So sure, I understanding that with an oracle for 3-coloring, one could solve arbitrary instances of 3SAT in polynomial time.

Here, you are showing that 3-coloring is at least as hard as 3SAT: 3SAT can be solved if we know a solution for some special kinds of instances of 3-coloring - but we don't know whether there are instances of 3-coloring that are harder than 3SAT. (A)

Technically, if you already know that 3SAT is NP-hard, this shows that 3-coloring is NP-hard: If you can solve any NP problem with an oracle for 3SAT in polynomial time, you can now solve any NP problem with an oracle for 3-coloring in polynomial time.

But why would I assume the converse holds, that I can solve arbitrary instances of 3-coloring provided an oracle for 3SAT? [...] Doesn't this conflict with statements (at least I thought I heard in CS classes) saying that an oracle for 3SAT would prove P = NP?

You don't need to assume, but you can prove that (1) 3-coloring is in NP, and (2) 3SAT is NP-hard.

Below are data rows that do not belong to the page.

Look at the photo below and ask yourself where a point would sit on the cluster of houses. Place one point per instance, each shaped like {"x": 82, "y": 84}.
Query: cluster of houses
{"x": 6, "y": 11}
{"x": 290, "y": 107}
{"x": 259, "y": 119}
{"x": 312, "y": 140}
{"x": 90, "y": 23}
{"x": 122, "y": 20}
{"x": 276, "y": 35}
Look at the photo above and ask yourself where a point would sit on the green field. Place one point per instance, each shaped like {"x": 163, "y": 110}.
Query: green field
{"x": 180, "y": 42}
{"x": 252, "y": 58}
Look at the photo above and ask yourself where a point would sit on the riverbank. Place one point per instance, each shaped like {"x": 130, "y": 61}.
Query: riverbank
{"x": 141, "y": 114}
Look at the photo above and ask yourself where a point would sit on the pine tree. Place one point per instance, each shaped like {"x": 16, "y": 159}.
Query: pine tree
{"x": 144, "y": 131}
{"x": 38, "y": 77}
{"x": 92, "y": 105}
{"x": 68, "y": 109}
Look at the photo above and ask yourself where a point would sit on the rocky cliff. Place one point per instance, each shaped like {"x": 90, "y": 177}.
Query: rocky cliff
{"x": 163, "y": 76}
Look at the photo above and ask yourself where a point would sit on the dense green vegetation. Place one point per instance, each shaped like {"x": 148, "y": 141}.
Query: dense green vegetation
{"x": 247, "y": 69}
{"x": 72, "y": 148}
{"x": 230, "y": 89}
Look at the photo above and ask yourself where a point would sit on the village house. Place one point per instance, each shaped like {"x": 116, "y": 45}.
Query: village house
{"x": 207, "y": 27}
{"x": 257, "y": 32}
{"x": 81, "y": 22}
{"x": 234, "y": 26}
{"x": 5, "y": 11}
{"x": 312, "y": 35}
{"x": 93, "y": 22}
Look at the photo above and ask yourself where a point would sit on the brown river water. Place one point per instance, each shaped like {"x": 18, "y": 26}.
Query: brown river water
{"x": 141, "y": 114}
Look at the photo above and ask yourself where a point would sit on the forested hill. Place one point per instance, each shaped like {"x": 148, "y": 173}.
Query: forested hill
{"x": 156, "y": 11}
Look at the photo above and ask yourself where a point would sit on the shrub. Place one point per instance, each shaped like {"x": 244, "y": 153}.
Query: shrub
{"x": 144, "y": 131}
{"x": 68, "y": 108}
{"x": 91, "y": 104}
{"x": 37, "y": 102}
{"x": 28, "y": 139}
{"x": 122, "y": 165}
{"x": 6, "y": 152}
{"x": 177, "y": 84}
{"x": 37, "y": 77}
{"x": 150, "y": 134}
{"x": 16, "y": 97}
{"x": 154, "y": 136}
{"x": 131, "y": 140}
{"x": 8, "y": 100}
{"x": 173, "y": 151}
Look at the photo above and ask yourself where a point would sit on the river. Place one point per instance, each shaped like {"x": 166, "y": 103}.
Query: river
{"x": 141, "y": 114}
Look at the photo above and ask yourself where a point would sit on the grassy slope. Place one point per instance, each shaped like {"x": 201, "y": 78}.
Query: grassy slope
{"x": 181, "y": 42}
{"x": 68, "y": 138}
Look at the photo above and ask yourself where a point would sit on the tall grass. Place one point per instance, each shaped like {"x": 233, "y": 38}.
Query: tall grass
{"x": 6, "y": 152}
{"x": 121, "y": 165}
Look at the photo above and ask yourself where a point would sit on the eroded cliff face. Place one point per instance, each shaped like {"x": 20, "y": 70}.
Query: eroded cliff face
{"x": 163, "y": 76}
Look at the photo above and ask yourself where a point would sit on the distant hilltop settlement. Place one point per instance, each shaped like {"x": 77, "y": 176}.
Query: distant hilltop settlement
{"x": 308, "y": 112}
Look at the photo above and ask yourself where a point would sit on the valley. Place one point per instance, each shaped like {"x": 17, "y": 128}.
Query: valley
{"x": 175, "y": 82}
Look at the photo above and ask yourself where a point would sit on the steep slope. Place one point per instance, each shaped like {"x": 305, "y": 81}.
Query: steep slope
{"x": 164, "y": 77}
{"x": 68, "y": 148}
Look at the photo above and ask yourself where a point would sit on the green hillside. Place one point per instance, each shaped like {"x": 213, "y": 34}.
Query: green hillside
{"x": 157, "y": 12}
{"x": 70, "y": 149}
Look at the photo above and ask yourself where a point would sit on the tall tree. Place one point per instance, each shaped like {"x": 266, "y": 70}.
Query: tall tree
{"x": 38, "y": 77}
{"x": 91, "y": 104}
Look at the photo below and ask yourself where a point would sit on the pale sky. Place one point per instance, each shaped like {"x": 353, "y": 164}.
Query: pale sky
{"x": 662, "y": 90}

These two proofs need not be (and most likely are not) similar to the other direction.

These proofs show that 3SAT is at least as hard as 3-coloring: 3-coloring can be solved if we know a solution to some special kinds of instances of 3SAT - but with this alone we don't know whether there exists instances of 3SAT that are harder than 3-coloring. (B)


To combine, (A) means that all instances of 3SAT can be solved if we know how to solve some specific instances of 3-coloring, and (B) means that all instances of 3-coloring can be solved if we know how to solve some specific instances of 3SAT. These two separate pieces of knowledge tell us that being able to solve all instances of 3SAT is "equivalent" to being able to solve all instances of 3-coloring.


The standard method of proving that $P$ is NP-complete.

  • Show that $P$ is in NP.
  • Pick an NP-complete problem $Q$, for example 3SAT. Because we already know (someone else has proved) that $Q$ is NP-complete, we know that $Q$ is at least as hard as $P$.
  • Show that $Q$ can be solved in polynomial time with an oracle for $P$. Now we know that $P$ is at least as hard as $Q$.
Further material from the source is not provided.